As I mentioned, this is a handsome big-screen phone with a vibrant display that naturally looks great on the inside. Outside is something else. He struggled in bright light, but could still see well enough to use his camera and fairly rich settings to take a variety of photos. Everything from standard telephoto to 2x telephoto and slow motion portraits looked pretty good. Even night and low-light shots were decent (nothing would be considered remarkable). There's no wide-angle lens, let alone ultra-wide, but the included lenses capture crisp, colorful, sharp images.

Tecno Camon 19 Pro

(Image credit: Future/Lance Ulanoff)

The rear camera's portrait mode is good (the front camera had more artifacts), though you can't adjust the level of bokeh before or after the shot (how many people do that on their iPhone 13 or Samsung Galaxy, anyway? ?). There is an editing tool that allows you to add and adjust a bokeh effect on any image, but it's not directly related to portrait mode photography, which is a bit silly.

The AI-powered camera and its efforts to identify objects in a scene were entertaining. At one point, I pointed the phone at my hand and "Animal" popped up.

There are so many image manipulation options that you may never find or use them all. The body manipulation set is problematic at best. It offers to refine the waist, head, shoulders, slender and elongated legs, "chubby buttocks", as well as other cosmetic changes. Maybe that's what Techno meant by a "fashionista" phone.

To be fair, these features were hard to find and the phone certainly doesn't push them. It's still rare for them to be there.

Punch above your weight

For a phone under €300, the Tecno Camon 19 Pro is quite capable. He played grueling games like Asphalt 9: Legends without missing a beat. I think it may have dropped a frame or two, and the audio could be richer, but it was still an enjoyable experience.

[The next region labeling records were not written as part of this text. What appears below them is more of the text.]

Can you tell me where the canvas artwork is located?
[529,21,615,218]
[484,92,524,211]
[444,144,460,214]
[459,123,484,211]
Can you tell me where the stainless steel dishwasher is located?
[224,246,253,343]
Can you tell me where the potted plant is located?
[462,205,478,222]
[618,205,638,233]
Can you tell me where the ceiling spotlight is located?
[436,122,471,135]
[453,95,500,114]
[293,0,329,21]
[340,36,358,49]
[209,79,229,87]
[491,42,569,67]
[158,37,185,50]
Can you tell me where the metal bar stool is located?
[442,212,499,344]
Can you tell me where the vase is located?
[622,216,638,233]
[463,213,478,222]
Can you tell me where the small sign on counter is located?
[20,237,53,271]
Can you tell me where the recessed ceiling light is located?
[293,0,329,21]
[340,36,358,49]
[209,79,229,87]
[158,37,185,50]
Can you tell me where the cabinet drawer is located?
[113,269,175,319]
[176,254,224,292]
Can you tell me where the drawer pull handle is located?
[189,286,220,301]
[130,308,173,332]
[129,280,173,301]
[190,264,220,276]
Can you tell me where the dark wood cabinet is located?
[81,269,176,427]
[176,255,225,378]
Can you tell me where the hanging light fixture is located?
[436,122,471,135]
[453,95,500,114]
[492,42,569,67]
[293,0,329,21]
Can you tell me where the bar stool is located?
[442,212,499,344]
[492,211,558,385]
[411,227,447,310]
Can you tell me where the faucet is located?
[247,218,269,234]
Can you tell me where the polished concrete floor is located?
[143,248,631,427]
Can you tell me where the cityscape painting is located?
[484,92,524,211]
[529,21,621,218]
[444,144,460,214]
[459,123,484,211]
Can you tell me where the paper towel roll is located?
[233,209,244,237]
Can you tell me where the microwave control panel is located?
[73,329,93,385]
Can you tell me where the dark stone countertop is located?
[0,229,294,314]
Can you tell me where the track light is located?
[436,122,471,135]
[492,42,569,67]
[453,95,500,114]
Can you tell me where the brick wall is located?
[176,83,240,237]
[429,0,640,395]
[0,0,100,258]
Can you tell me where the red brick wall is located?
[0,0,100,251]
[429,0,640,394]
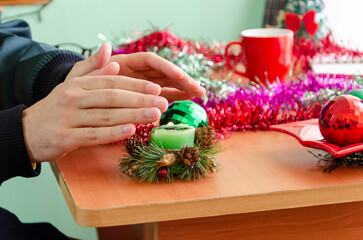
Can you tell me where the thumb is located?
[65,43,112,81]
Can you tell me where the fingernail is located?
[154,98,168,109]
[145,108,156,118]
[146,83,161,95]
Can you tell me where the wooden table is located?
[52,131,363,240]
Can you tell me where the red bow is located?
[285,9,319,37]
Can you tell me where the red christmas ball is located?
[319,95,363,146]
[158,168,168,178]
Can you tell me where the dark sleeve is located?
[0,20,84,109]
[0,21,84,184]
[0,105,41,184]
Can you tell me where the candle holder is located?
[119,124,224,183]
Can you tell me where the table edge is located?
[50,162,363,227]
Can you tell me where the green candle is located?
[150,124,195,149]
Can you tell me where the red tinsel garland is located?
[113,31,363,142]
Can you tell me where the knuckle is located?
[110,127,120,140]
[99,109,111,124]
[145,52,158,58]
[106,77,116,89]
[85,127,98,142]
[105,91,116,105]
[129,111,137,122]
[68,77,81,85]
[138,95,147,106]
[59,89,77,106]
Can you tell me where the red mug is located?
[225,28,294,84]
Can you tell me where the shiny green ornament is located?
[346,89,363,100]
[160,101,208,128]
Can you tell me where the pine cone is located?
[126,137,144,156]
[195,126,216,149]
[154,153,176,167]
[178,147,200,167]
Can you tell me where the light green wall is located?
[0,0,265,239]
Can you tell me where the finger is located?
[86,62,120,76]
[66,43,112,80]
[77,89,168,112]
[115,52,205,97]
[72,108,161,127]
[79,76,161,95]
[68,124,135,146]
[160,88,194,102]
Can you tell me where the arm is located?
[0,21,83,184]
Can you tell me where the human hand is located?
[110,52,205,101]
[23,43,168,162]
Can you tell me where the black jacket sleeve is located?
[0,20,84,184]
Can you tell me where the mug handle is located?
[224,39,249,78]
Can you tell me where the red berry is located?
[158,168,168,178]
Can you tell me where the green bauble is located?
[346,89,363,100]
[160,101,208,128]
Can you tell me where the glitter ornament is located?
[160,101,208,128]
[319,95,363,146]
[346,89,363,100]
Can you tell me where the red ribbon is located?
[285,9,319,37]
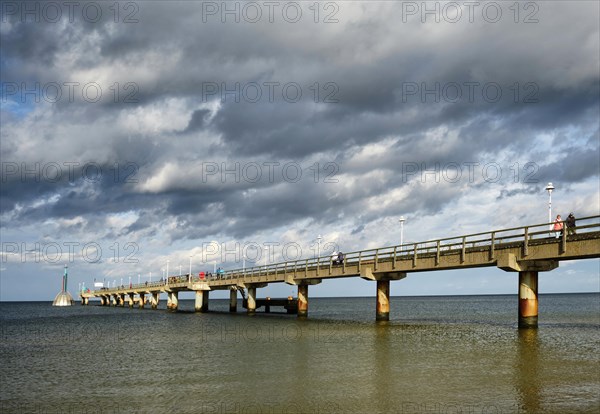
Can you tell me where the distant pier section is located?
[80,216,600,328]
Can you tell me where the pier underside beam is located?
[194,290,210,312]
[298,284,308,318]
[248,286,256,313]
[167,291,179,310]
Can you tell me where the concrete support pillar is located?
[375,280,390,321]
[194,290,209,312]
[519,271,538,328]
[229,289,237,312]
[167,292,179,310]
[248,287,256,313]
[298,285,308,317]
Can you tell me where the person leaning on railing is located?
[565,213,577,236]
[552,214,563,239]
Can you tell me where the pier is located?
[80,216,600,328]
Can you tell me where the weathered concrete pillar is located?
[194,290,209,312]
[229,289,237,312]
[375,280,390,321]
[298,285,308,317]
[519,271,538,328]
[248,287,256,313]
[169,291,179,310]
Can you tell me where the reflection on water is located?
[515,328,541,413]
[371,321,394,413]
[0,294,600,414]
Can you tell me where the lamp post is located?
[398,216,406,246]
[546,183,554,230]
[263,246,269,268]
[317,234,323,257]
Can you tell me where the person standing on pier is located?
[565,213,577,236]
[553,214,563,239]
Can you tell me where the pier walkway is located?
[80,216,600,327]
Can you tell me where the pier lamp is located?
[398,216,406,246]
[546,183,554,230]
[317,234,323,257]
[263,246,269,268]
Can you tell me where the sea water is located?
[0,294,600,414]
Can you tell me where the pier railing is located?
[222,216,600,279]
[92,215,600,294]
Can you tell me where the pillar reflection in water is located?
[515,329,541,413]
[372,321,397,413]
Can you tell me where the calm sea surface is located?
[0,294,600,414]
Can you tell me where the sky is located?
[0,1,600,301]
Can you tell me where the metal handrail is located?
[89,215,600,295]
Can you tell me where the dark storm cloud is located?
[0,2,599,246]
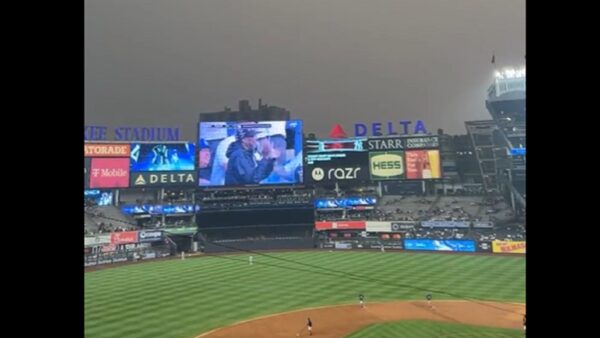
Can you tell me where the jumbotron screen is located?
[198,120,304,187]
[130,142,195,172]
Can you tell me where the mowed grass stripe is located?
[85,251,524,338]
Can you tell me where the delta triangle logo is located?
[134,174,146,185]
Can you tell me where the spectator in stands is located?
[225,128,281,185]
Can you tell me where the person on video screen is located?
[225,128,280,185]
[198,139,211,185]
[152,144,169,164]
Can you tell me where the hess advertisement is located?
[405,150,442,180]
[369,151,404,180]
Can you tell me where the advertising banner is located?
[391,221,417,231]
[83,143,131,157]
[367,137,404,151]
[90,158,129,188]
[477,241,492,252]
[492,241,526,253]
[369,151,405,180]
[335,242,352,249]
[130,142,196,172]
[111,231,138,244]
[83,234,111,247]
[130,171,197,188]
[366,221,392,232]
[421,221,470,228]
[138,230,163,242]
[405,150,442,180]
[404,239,475,252]
[315,221,367,230]
[405,136,440,149]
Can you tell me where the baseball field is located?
[85,251,525,338]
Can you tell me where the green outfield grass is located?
[85,251,525,338]
[346,320,524,338]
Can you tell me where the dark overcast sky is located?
[85,0,525,140]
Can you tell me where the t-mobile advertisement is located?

It's an efficient productivity platform for browsing and managing files, and I love the alphabetical list of apps (Apple, Samsung, please).

This 5.000 mAh battery is, by the way, an all-day champion.

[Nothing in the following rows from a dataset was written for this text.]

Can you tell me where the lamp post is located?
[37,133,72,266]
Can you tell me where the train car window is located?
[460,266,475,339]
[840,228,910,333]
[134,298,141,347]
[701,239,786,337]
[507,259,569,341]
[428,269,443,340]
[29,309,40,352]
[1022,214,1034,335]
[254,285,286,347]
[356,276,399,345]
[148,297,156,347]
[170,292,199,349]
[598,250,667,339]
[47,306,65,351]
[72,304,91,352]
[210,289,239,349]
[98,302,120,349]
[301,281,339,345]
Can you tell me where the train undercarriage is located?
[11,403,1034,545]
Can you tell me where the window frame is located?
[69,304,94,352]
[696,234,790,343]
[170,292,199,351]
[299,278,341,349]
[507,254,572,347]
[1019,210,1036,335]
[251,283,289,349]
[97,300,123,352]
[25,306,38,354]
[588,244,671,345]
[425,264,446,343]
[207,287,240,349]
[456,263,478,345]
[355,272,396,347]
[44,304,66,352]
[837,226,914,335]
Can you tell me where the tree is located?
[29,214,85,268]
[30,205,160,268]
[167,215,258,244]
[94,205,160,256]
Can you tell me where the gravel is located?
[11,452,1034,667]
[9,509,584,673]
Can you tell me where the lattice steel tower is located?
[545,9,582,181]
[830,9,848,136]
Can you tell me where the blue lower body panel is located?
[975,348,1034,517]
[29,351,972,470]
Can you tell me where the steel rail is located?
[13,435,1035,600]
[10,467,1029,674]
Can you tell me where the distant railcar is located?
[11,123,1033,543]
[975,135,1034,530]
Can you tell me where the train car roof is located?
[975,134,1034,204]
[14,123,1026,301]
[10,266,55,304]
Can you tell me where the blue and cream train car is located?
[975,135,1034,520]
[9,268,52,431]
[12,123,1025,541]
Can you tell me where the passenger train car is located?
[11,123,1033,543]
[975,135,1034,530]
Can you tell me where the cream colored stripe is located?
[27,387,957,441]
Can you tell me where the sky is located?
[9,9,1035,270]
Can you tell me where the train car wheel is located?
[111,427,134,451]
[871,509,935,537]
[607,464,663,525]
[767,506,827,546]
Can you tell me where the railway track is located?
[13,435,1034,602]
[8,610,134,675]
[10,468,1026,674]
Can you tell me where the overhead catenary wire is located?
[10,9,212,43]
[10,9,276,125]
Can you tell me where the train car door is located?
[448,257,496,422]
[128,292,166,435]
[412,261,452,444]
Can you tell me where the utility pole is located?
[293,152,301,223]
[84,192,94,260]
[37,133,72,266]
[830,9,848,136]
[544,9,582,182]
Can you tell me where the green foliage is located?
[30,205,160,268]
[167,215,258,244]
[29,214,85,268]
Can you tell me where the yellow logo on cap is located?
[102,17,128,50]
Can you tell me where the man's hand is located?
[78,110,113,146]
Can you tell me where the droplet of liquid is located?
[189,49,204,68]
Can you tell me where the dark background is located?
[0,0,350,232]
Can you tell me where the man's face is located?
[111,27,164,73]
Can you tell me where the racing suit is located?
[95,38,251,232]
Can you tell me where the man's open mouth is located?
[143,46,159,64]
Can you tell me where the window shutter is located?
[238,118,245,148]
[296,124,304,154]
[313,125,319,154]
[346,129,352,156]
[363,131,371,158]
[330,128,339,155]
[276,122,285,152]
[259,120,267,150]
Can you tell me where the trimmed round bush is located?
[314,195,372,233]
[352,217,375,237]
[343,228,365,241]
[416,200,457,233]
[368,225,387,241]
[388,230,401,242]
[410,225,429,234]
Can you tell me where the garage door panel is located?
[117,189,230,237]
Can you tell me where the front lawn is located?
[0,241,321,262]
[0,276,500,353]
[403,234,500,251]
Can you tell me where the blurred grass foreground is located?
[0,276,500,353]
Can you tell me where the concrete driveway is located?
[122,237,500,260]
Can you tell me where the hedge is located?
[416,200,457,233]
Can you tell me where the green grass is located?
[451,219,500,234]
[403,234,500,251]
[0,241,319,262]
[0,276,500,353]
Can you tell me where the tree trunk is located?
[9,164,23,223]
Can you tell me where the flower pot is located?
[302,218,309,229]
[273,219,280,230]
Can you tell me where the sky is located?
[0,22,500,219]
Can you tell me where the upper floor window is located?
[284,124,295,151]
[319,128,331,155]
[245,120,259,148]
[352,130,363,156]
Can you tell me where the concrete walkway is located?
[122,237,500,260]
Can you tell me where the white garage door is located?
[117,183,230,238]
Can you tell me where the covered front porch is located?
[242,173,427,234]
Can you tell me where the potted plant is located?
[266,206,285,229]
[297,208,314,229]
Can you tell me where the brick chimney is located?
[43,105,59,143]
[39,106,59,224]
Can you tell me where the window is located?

Basically, this is an above average phone at a ridiculously good price.

Will it ever come to the US and UK? I don't know and Tecno didn't offer guidance. I'm not sure that matters. What the Tecno Camon 19 Pro shows me is that every phone manufacturer can do better when it comes to affordability. We pay up to €999 for big-screen powerful phones that probably do a lot more than we'll ever need (at least for most of us).

The Camon 19 Pro is a good example of economic possibilities. I think it's time for Apple, Samsung and others to respond in kind.